Spesso i ragazzi delle scuole mi domandano di che cosa parlassimo nel Lager. Credono che tra noi prigioniere facessimo discorsi molto elevati, che analizzassimo la nostra situazione, che cercassimo di capire i meccanismi dell'odio contro gli ebrei, e io mi sono sempre resa conto di deluderli nella mia risposta, ma le prigioniere non facevano discorsi aulici. Ci sarà certamente stata qualcuna che li avrà fatti, ma non quelle disgraziate con cui stavo io. Quello che racconto sempre è che, man mano che i corpi diventavano scheletri, man mano che i crampi si facevano più forti, immaginavamo di mangiare, e facevamo una specie di gara in cui ognuna inventava il pranzo più buono, ed era tutto un immaginarsi, a seconda del luogo di provenienza, montagne di spaghetti, di crauti, di palacinche. Soprattutto i dolci. Nella nostra fantasia creavamo torte ricchissime, piramidi di bignè con la crema, la panna, il cioccolato, ci aggiungevamo qualunque cosa. Oppure dicevamo: se riusciremo a tornare, io ti invito. Questa era una cosa ricorrente: io ti invito a casa mia e ti faccio questo e poi quello e poi quell'altro… Adesso che siamo vecchie, io e Luciana Sacerdote, che sta a Genova e che era con me ad Auschwitz, qualche volta ci incontriamo e andiamo a mangiare al ristorante insieme, e ogni volta ci diciamo: io ti invito, e mangiamo questo e quell'altro. E poi una ha mal di stomaco, l'altra sta attenta a non ingrassare. Siamo vecchie e la fame non è quella di allora, però ce lo ricordiamo sempre.

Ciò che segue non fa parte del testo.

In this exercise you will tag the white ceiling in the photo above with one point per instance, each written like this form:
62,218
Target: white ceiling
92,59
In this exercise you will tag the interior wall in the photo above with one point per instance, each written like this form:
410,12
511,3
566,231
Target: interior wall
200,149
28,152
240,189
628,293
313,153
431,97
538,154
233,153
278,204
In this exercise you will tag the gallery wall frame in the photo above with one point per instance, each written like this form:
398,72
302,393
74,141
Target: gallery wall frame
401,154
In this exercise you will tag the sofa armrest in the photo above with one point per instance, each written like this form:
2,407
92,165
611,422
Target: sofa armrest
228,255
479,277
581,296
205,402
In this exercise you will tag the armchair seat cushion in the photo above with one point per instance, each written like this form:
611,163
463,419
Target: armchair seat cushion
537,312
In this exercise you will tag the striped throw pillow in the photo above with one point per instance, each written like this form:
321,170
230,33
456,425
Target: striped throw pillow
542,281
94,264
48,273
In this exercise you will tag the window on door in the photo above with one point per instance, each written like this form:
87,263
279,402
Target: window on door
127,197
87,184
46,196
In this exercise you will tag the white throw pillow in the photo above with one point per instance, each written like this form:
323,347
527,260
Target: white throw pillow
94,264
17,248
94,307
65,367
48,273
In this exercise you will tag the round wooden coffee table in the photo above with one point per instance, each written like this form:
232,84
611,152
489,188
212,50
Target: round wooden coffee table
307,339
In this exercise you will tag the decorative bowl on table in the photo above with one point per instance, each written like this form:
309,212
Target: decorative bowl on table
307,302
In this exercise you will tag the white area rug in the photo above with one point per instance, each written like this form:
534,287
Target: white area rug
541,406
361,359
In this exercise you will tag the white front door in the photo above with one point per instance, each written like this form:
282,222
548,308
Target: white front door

Quindi, pur nella solitudine di cui parlavi prima, ci sono state delle relazioni significative.

Guarda, lei era con sua sorella, erano un duo autosufficiente. La sorella aveva dieci anni più di me, poverina, è morta subito dopo la liberazione. Certamente, essendo tre ragazze abbastanza giovani che provenivano da famiglie agnostiche, borghesi, tutte e tre con lo stesso tipo di educazione, ci siamo trovate più che con altre, e poi abbiamo lavorato nella stessa fabbrica. Altre italiane che sono arrivate insieme a noi sono state mandate altrove. C'era anche Graziella Cohen, una ragazza di Roma, analfabeta, che veniva da una famiglia di ambulanti. E' rimasto un discreto legame ma, devo dire la verità, io ero molto più giovane di loro eppure ero estremamente più matura. Loro erano più vaghe, in un certo senso anche più incoscienti, e poi io non mi volevo attaccare. Volevo bene anche a Laura, poverina, che si è ammalata molto presto di cuore, era uno scheletro gonfio, le caviglie gonfie, il collo gonfio… Ma quello era uno dei miei meccanismi di sopravvivenza: i distacchi non li potevo sopportare, e allora temevo i legami stretti. Sicuramente se avessi incontrato una Goti Bauer sarebbe stato diverso… Goti era una spalla su cui piangere. Goti è una persona assolutamente eccezionale in qualunque contesto. Che la si incontri in cima al Monte Bianco o all'inferno - com'era quello - lei è un dono. Le persone assolutamente eccezionali, anche in quella situazione, ti potevano dare, ma gli altri, noi comuni mortali, noi che non abbiamo la ricchezza spirituale che ha una Goti, o che hanno avuto altre, come si capisce da diari come quelli di Etty Hillesum o di Anna Frank… Là dove sei un essere qualunque con altri esseri qualunque a cui capita una cosa di questo genere, pretendere di trovare la grande umanità, la generosità, la disponibilità per l'altro sarebbe chiedere molto. Io non l'ho chiesta, ma neanche l'ho data. Eravamo delle isole, capisci? Proprio delle isole… Sai, quelle isole che ci sono in mezzo agli oceani, attorno alle quali, per paura che le onde spazzino via il faro, si costruiscono delle muraglie, dei contrafforti. Così eravamo noi. Io me l'immagino così la mia mente, la mia anima, com'era allora. Per non farmela portar via, forse.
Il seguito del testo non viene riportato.